The inverse problem of convex polygon coordinates

TL;DR

This paper compares Gibbs and Wachspress barycentric coordinates for convex polygons, analyzing their similarities, differences, and algebraic properties, to advance understanding of coordinate representations in convex geometry.

Contribution

It provides a detailed comparison of Gibbs and Wachspress coordinates for convex polygons, including conditions of agreement and algebraic interpretations.

Findings

Gibbs and Wachspress coordinates sometimes coincide for convex polygons.

Gibbs coordinates can be expressed as algebraic functions for polygons with rational vertices.

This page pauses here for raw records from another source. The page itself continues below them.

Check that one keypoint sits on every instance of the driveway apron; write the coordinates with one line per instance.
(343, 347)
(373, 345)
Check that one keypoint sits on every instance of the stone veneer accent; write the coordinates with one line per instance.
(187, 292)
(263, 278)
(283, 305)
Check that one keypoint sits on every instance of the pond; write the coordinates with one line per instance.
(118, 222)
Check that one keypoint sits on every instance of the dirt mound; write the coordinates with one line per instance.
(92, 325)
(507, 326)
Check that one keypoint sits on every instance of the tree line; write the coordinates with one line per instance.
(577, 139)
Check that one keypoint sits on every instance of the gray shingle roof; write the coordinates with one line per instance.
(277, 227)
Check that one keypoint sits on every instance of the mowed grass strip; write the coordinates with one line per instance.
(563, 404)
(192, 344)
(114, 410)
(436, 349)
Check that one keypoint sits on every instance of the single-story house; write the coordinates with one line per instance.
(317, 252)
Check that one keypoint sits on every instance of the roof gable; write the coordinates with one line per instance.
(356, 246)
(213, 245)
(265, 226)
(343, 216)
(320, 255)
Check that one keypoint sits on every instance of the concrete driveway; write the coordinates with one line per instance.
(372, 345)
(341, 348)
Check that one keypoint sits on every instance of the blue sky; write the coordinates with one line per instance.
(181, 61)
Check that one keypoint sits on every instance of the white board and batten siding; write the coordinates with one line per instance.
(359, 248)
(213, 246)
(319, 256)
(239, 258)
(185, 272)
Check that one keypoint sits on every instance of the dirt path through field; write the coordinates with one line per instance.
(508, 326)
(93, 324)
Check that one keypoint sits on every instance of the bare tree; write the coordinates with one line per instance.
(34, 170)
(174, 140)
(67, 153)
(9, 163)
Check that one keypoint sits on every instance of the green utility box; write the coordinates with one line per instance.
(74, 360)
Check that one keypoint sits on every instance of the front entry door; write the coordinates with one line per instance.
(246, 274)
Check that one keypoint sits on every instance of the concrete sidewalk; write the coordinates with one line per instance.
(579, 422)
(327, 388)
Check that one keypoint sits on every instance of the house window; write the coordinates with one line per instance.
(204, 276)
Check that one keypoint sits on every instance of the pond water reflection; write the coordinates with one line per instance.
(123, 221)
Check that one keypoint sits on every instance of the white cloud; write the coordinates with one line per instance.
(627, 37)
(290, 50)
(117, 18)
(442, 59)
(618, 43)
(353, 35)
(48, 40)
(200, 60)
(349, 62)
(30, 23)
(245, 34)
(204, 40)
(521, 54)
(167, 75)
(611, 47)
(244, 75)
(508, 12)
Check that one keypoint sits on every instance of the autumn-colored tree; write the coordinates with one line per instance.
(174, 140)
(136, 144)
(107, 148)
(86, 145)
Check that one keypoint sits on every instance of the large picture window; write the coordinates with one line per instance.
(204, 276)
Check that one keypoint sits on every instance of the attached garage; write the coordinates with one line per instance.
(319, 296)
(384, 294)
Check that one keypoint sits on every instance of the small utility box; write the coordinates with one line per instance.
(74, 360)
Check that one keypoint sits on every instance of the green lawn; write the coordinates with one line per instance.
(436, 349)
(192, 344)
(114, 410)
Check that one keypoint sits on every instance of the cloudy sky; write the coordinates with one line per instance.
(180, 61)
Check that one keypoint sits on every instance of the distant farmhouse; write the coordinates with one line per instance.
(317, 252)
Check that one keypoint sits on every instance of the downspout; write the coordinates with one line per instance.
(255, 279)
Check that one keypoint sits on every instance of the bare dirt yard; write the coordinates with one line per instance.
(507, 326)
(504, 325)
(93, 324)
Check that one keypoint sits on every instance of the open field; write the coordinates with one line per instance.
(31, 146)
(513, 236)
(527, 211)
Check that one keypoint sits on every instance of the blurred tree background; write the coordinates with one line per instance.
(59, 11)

The paper clarifies the relationship and differences between these coordinate systems.

Abstract

Each convex combination of extreme points of a compact convex set represents a certain point of the convex set. Barycentric coordinates provide solutions to the inverse problem of expressing an element of a compact convex set as a convex combination of a finite number of extreme points of the set. Various approaches to this problem have arisen, in various contexts. The most general solution, namely the Gibbs coordinates based on entropy maximization, actually work in the broader setting of barycentric algebras, which constitute semilattice-ordered systems of convex sets. These coordinates involve exponential functions. For convex polytopes, Wachspress coordinates offer solutions which only involve rational functions. The current paper is primarily focused on convex polygons in the plane. After summarizing the Gibbs and Wachspress coordinates, we identify where they agree, and provide comparisons between them when they do not. With an example, we also show how Gibbs coordinates of a polygon with rational vertices may be construed as algebraic functions.